Interview with Walter Oltmann

The following is an online interview that I had a chance to do with Walter Oltmann regarding his wire sculptures featured at The Seattle Art Museum

Photo: http://www.artthrob.co.za/07sept/news/sasolwax.html

I am currently working on a presentation of two of your works that are exhibited at the Seattle Art Museum. Caterpillar I and Caterpillar II. I do have to say that I am truly amazed at the craft and intricate details of your work.

 

I noticed your motivation in traditional woven art for these pieces as well as the mix of human and animal features. May I ask your thoughts regarding in this case, insects and how they relate to the meaning more in detail? Would you say that they are connected to African art from history, in defense and/or protection of caterpillars or personal interest?

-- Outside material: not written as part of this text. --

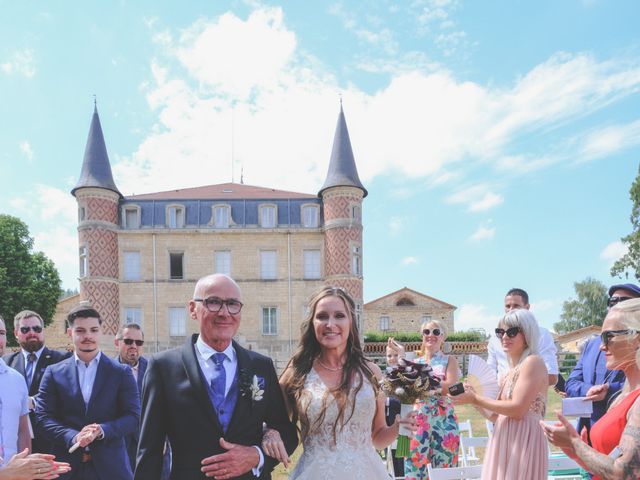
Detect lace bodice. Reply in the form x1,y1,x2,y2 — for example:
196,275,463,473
291,368,389,480
502,365,547,417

Insects do interest me for several reasons, one of them being that they are humanity’s most extreme ‘other’ – they are perhaps the most alien of species known to us as humans.  I have been drawn to looking at those insects that we commonly find in our homes but which are generally very unwelcome and despised, for example, cockroaches, fish-moths and other such bugs.  These creatures have a particular resonance for me in that they arouse in us such a strong feeling of revulsion and yet they cohabit and share our everyday living spaces.  Insects do quite frequently feature in African folklore.  The praying mantis, for example, commonly features as a stealthy, mindful creature that has the magical ability of disguising itself amongst leaves.  These aspects do interest me too.  Their adaptations in defending and protecting themselves often features in my work as well as their heightened sensory features (in feelers and hair-like extensions).  Insects generally carry their skeleton on the outside, i.e. they have an ‘armour’ that shields them from threat.  This seemed appropriate to my hollow woven wire sculptures that often have a shell-like quality.  One of my first insect sculptures was of a large fishmoth called “Silverfish” (1997) and I made it for an exhibition titled “Refiguring the Archive” that dealt with questions around storing and transmission of knowledge.  The fish-moth likes to live in the bookshelves of libraries where it destroys papers and book bindings (they feed off the starches in the binding).  In this sense the fishmoth is the little ‘terrorist’ of the archive, and as diminutive as it is, it can be very destructive.  By making the body of the silverfish as big as my own, I wanted to set up a one-to-one relationship between insect and human being and present the viewer with a somewhat confrontational situation.  What the viewer generally knows to be a small creature is suddenly his/her own size and its antennae become rather threatening looking, whip-like extensions.  This blowing up in scale may also recall scientific scrutiny in looking though a magnifying glass or microscope at something tiny.  The silver lustre of aluminium wire also felt appropriate to the rendering of the the slippery-smooth surface of the fish-moth.

20140516-225615.jpg 20140516-225633.jpg

My caterpillar suits explore a hybrid crossing-over between insect and human.  They look like empty shells that remain behind following larval molting processes.  At the time of weaving the suits I was also interested in looking at the elaborate suits worn by the first Europeans who arrived on African shores.  A key influence on my caterpillar suits was a Benin carved ivory salt cellar which represents the foreigner in a conquistador-like garment, giving it an air of masculine power and authority.  The African carver’s interpretation of the foreign European represents an inversion of the relations of power which characterizes the representations of ‘exotic’ people by colonial artists and I liked this ironic inversion of the depiction of the exotic ‘other’ where the gaze is reverted back onto the European explorer as something foreign and alien.  The suits therefore deploy such inversions between ‘self’ and ‘other’.  My processes of weaving the suits are very slow and accumulative and link conceptually to the processes of transformation and becoming – metamorphosis and hatching – as evidenced in insect life.  These themes of the re-examination of the ‘other’, the inversion of power and the slow metamorphosis into a new hybrid identity underlie the many suit sculptures that I have made over the years.

 

Are there particular artists you would say you derived artistic influence from? 

I do look at a lot of contemporary art and am particularly interested in artists who explore craft-based fabrication processes.  There are so many artists whose works I find interesting, I wouldn’t know where to start listing…  I always encourage my students to keep looking at art.

One last thing I am curious about is the donor of these pieces, The Vascovitz Family. They seem to be continuously involved in the arts and seem to have ties with Cornish College of the Arts. 

What kind of art do you feel they have a preference when it comes to supporting?  I don’t really know Mr Vascovitz that well and have not had the opportunity to meet him yet, but I am very grateful for his donation of my works to the Museum.  He has been a great collector and supporter of South African art.